Nein. Davor kam noch ein Kinofilm, „Für immer und immer", der mir immer noch sehr nah ist. In ihm spielt unsere Tochter Lili ein Kind, das seinen Pflegeeltern Johanna Tersteege und Heinz Hoenig von seiner leiblichen Mutter, Jeanette Arndt, wieder weggenommen werden soll, eine Kreidekreis-Geschichte. Im Herbst 1998 rief Hermann Weigel von der Constantin an und fragte, ob ich interessiert sei, über Vera Brühne einen Mehrteiler zu machen. Das war nach 25 Jahren für mich die erste rein auf das Fernsehen orientierte Arbeit und ich erinnere mich, dass dieser Vera-Brühne-Fall mich als Jurastudenten sehr beschäftigt hatte, zumal ja hier im Norden damals viele glaubten, dass ein bajuwarisches Vorurteil zu einem Fehlurteil geführt hatte. Es war sehr mühsam, aus dem Wust von Akten und den darin verborgenen Fakten eine interessante Erzählung zu gestalten. Die Drehbucharbeit zusammen mit dem Dramaturgen Weigel hat dann doch fast eineinhalb Jahre beansprucht. Aber ich habe für keinen meiner Filme so überragende Kritiken bekommen, von der „taz" über den „Spiegel" bis zur „Welt" wurde er sehr positiv besprochen.
Mitte der achtziger Jahre befürchtete ich, dass Hamburg langsam den Anschluss an die anderen Filmmetropolen wie Berlin und München verlieren würde. Denn dort wurde wahnsinnig viel Geld in die Medienstandorte gepumpt - und wir in Hamburg mussten zusehen, wie unsere Talente abwanderten. In den siebziger Jahren war durch den Filmverlag der Autoren eine ungeheure kreative Potenz entstanden - und in den Achtzigern war plötzlich gar nichts mehr los.

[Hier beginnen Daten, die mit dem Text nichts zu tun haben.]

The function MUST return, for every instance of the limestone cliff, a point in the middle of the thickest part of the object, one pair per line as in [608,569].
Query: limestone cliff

Ich bin der Ansicht, dass wir damals nicht über das handwerkliche Know-how verfügten, das ein Martin Scorsese, ein Fellini, ein Truffaut, also Leute, die in gewachsenen Filmkulturen arbeiten, ganz selbstverständlich hatten. Und so entstand der Ehrgeiz, ein Studium ganz neuen Typs zu etablieren, das sich stark darauf konzentrieren soll, zukünftigen Filmemachern das geistige Werkzeug für dramatische Erzählweisen zu geben. Das durchzusetzen, war in Hamburg wahnsinnig schwierig. Zumal dieser Studiengang nur eine ständige Professur hat. Alle anderen Lehrer sind meine Freunde, wie Steinbach, Berg, Kleine, Idziak, Ballhaus oder auch Karl Walter Lindenlaub, dessen Eltern hier in Flottbek wohnen. Ja und dann musste ich auch noch das Geld beschaffen für die Produktion der Studentenfilme, wofür das Geld der Universität leider nicht reichte. Dank der Unterstützung von Mäzen und der Bertelsmann-Stiftung, die wir von unserem Konzept überzeugen konnten, konnte die Hamburger Filmwerkstatt gegründet werden, gleichsam als ein Förderverein für das Filmstudium an der Universität. Aber das alles ist ein Fulitime-Job und sicherlich auch die Erklärung dafür, dass ich in letzter Zeit kaum noch zum Filmemachen gekommen bin.
Ich arbeite gerade mit dem Kameramann Martin Fuhrer an einem Fernsehfilm nach einer Idee von Udo Lindenberg. Aber es gibt natürlich auch noch andere Sachen im Köcher, doch wie sagt man hier im Norden so schön: Ungelegte Eier soll man nicht bequaken.